09 Jun 2025 4 min read azure

From Pandas to the Cloud: How I Accidentally Became a Container Evangelist

A messy forecasting script lived on someone’s laptop, run manually and prone to issues. I automated it using Azure Container Apps Jobs — no servers, no headaches. In this post, I share how I containerized the workflow, and made the whole thing run like clockwork.

A few months ago, I was minding my own business—tuning data pipelines, optimizing our queries, and doing the usual data engineering work—when a curious message popped up on Teams.

“Hey, got a sec? We’ve got this demand forecasting script that’s... uh, getting out of hand. Can you take a look?”

Sure, why not?

The Forecasting Fiasco

The business team had been running their demand forecasting using a familiar tool—Pandas. It wasn’t flashy, but it worked. Well, sort of. The process pulled source data from multiple systems: CRM, Budgeting, Revenue and even a few Excel files manually emailed every week.

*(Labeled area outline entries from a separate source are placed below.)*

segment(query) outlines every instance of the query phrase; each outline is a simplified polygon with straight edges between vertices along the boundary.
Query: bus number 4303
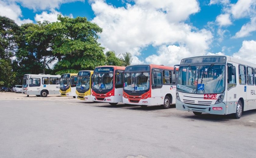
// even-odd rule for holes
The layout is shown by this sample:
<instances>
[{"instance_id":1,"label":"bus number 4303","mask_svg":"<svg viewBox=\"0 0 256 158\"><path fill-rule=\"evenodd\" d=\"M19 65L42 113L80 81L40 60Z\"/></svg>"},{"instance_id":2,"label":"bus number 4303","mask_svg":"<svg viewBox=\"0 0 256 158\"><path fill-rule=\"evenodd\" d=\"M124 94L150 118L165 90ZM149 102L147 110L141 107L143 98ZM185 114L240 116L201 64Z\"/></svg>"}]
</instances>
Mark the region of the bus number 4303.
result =
<instances>
[{"instance_id":1,"label":"bus number 4303","mask_svg":"<svg viewBox=\"0 0 256 158\"><path fill-rule=\"evenodd\" d=\"M204 99L217 99L217 94L205 94L204 95Z\"/></svg>"}]
</instances>

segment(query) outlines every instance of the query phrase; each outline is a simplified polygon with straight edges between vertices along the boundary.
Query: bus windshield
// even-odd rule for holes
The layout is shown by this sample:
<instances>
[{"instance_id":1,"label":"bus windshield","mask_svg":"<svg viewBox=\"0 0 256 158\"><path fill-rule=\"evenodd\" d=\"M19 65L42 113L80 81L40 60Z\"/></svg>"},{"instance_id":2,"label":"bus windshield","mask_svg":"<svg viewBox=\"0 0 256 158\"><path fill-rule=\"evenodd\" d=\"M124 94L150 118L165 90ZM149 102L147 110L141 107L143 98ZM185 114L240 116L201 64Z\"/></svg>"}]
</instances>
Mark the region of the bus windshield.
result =
<instances>
[{"instance_id":1,"label":"bus windshield","mask_svg":"<svg viewBox=\"0 0 256 158\"><path fill-rule=\"evenodd\" d=\"M147 90L150 86L149 72L125 73L123 88L128 91Z\"/></svg>"},{"instance_id":2,"label":"bus windshield","mask_svg":"<svg viewBox=\"0 0 256 158\"><path fill-rule=\"evenodd\" d=\"M60 88L65 88L69 87L70 80L69 78L60 78Z\"/></svg>"},{"instance_id":3,"label":"bus windshield","mask_svg":"<svg viewBox=\"0 0 256 158\"><path fill-rule=\"evenodd\" d=\"M224 91L225 66L214 64L180 66L177 86L178 91L197 94L217 94Z\"/></svg>"},{"instance_id":4,"label":"bus windshield","mask_svg":"<svg viewBox=\"0 0 256 158\"><path fill-rule=\"evenodd\" d=\"M112 89L113 87L113 73L96 73L93 74L92 88L98 90Z\"/></svg>"},{"instance_id":5,"label":"bus windshield","mask_svg":"<svg viewBox=\"0 0 256 158\"><path fill-rule=\"evenodd\" d=\"M22 81L22 87L26 88L28 86L28 78L23 78Z\"/></svg>"},{"instance_id":6,"label":"bus windshield","mask_svg":"<svg viewBox=\"0 0 256 158\"><path fill-rule=\"evenodd\" d=\"M78 76L76 89L78 90L87 90L90 88L90 76Z\"/></svg>"}]
</instances>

The pipeline (if you could call it that) involved:

Opening the python project on someone’s personal laptop
Running the main script
Exporting results to CSVs
Manually uploading those files to an Azure Storage container
Then, pray that the files are uploaded successfully to the database, which occasionally failed due to formatting issues.

It was equal parts art, science, and daily anxiety.

Whose Turn Is It to Run the Forecast

The script wasn’t running on any server. It was tied—rather tragically—to whoever available to run it. Every week, a different analyst would try to run it.

I still remember the call I got one morning:

“Hey, I tried running the forecast and it’s throwing a weird error about openpyxl and pyodbc. I don’t know what that means.”

I did. It meant someone’s Conda environment had gone rogue.

The business wasn’t just running forecasts. They were wrestling Conda environment, fighting PATH variables, and battling dependencies hell. It was a miracle anything worked at all.

Enter the Data Engineer

That’s when they came to me.

The request was simple enough: “Can we automate this?”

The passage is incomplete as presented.